He broke into a low, deep sea laugh, which he endeavoured to check by clapping his hand to his mouth.

‘We heard something,’ said I, ‘that sounded like a voice, and we made out the noise to signify the same thing. It may have been a bird, or some mysterious fish come up to breathe, or some singular sound produced by the yacht herself. No matter what—I have dismissed it from my mind.’

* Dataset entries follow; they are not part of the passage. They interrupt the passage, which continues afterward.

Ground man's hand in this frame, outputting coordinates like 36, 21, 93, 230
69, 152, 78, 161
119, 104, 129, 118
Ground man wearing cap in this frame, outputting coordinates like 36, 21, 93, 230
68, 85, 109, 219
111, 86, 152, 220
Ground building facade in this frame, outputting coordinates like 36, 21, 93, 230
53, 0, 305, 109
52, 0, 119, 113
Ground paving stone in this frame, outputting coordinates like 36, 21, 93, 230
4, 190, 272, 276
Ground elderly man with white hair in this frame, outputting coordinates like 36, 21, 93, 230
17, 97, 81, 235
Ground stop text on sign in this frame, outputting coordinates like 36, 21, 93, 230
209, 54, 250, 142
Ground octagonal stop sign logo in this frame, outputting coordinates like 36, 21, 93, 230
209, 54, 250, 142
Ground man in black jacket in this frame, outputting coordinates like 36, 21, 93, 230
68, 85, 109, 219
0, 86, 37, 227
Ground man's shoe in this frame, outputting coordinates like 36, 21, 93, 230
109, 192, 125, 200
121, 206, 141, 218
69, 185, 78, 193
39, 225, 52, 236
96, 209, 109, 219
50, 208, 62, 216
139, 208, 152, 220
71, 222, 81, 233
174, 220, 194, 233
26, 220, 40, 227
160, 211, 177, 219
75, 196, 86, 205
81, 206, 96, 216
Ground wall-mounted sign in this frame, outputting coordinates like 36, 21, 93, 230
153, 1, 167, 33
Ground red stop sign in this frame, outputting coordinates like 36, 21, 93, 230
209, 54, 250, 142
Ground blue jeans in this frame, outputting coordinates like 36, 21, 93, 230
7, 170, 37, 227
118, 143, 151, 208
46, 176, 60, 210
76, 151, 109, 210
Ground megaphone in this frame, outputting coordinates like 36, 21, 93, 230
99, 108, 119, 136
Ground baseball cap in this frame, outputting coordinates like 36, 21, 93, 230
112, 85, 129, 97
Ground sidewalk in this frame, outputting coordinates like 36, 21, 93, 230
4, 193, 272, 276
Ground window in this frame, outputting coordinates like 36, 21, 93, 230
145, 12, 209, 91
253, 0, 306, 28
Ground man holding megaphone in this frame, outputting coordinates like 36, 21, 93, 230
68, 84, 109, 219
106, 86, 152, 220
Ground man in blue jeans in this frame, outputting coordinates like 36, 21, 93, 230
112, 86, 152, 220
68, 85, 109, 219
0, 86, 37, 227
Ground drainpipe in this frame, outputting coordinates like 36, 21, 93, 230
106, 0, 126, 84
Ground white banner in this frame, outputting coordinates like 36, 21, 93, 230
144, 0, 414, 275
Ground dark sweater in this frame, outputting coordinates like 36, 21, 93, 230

‘Poor old Jacob!’ he continued, smothering another laugh; ‘why sir, he’d actually thought hisself into a clam when I went on deck, and said he reckoned this part of the hocean much colder than[129] the coast o’ Greenland. Jacob’s being so werry commonplace is the reason of my thinking nothen of the yarn. Had he even a little bit more mind than belongs to him I’d be willing to allow his story was a queer one; but he’s so empty of any sort o’ intellects short of the ones that he needs to enable him to keep a look-out and attend to the navigation of the craft, that his werry hollowness touches t’other extreme of a brain chock ablock with fantastical ideas; by which I mean that I’d as lief attend to a madman’s notion of a strange woice as to Jacob’s. Not but that he ain’t as trustworthy, practical a sailor as I could wish to have by my side if I ever found myself in a quandary.’

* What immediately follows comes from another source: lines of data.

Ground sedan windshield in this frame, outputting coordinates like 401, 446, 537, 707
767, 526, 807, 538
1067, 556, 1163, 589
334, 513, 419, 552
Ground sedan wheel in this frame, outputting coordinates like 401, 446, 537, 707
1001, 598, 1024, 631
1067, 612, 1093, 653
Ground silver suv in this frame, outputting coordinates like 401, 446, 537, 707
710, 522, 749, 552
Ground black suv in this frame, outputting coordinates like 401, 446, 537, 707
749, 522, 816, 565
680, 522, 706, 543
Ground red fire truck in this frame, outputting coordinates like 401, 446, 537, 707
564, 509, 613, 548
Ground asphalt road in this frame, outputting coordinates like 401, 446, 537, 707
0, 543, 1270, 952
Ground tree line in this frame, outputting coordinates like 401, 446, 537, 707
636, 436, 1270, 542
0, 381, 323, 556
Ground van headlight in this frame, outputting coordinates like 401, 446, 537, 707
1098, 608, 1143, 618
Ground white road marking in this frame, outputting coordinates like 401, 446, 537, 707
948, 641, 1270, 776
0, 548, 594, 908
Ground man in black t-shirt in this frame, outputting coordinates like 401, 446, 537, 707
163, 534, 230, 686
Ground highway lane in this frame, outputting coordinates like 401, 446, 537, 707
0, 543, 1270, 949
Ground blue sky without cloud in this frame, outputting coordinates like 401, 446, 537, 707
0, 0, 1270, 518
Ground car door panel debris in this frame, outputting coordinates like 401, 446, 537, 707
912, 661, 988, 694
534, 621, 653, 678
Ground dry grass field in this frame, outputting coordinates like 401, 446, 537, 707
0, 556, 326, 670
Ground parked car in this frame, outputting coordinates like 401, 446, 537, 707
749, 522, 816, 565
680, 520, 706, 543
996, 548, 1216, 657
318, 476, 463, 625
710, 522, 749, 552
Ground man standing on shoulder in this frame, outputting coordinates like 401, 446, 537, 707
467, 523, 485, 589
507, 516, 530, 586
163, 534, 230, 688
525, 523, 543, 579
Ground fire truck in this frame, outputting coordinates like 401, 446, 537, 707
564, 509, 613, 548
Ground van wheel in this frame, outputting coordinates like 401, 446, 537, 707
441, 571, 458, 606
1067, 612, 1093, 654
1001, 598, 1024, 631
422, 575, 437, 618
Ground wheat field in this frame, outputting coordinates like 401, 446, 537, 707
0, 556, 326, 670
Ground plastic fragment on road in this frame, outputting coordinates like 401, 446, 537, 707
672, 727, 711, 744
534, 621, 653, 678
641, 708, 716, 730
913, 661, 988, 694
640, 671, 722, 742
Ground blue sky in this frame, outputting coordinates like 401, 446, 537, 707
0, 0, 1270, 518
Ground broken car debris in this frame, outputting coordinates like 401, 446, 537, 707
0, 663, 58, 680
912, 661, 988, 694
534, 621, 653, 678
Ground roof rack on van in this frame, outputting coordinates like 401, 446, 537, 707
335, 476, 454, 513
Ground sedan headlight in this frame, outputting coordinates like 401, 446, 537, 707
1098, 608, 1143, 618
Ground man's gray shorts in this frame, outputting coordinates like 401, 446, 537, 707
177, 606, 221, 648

I cast my eye at the clock under the skylight. As I did so, Muffin came sliding towards us with exactly the same sort of gait and countenance you would expect in a well-practised funeral mute. He approached close before speaking, and postured in front of me, preserving a respectful silence, whilst he kept his eyes fastened on the deck.

‘Well?’ said I.

‘I’ve been considering the matter, sir, and beg to state that I’ve made up my mind.’

‘Well?’ I repeated.

‘It might ’urt Sir Wilfrid’s feelings, gentlemen, if you, Mr. Monson, sir, explained away the cause of what had alarmed him, and I’ll not deny that as his strength of mind isn’t such as to give him control over his passions, sir, I should go in fear. Which being so, I’m willing to tell him that I desire to discontinue my services as valet, and should be glad to become what I’ve ’eard Captain Finn describe as an ’and until such times as we fall in with a ship that may be willing to carry me ’ome. To which, Mr. Monson, sir, and you, Capt’n Finn, I trust, gentlemen, both, you’ll have no objection.’

I preserved my gravity with difficulty.

‘Very well,’ said I, witnessing in the vague indeterminable twinkle of the unpolished jet of his eye that he detected in me the mirth I flattered myself I had concealed; ‘after breakfast you will convey your resolution to Sir Wilfrid, of course taking care to insist if he should object, for after what has happened your connection with him must cease.’

‘As you wish; sir,’ he exclaimed, giving me a bow with the whole spine of him; ‘but, gentlemen, I should like to state that whatever may be the work Captain Finn puts me too, I would rather do it as an ’and than as a boy.’

I felt a bit sorry for the poor devil. It seemed to me that he had accepted his alternative with some pluck.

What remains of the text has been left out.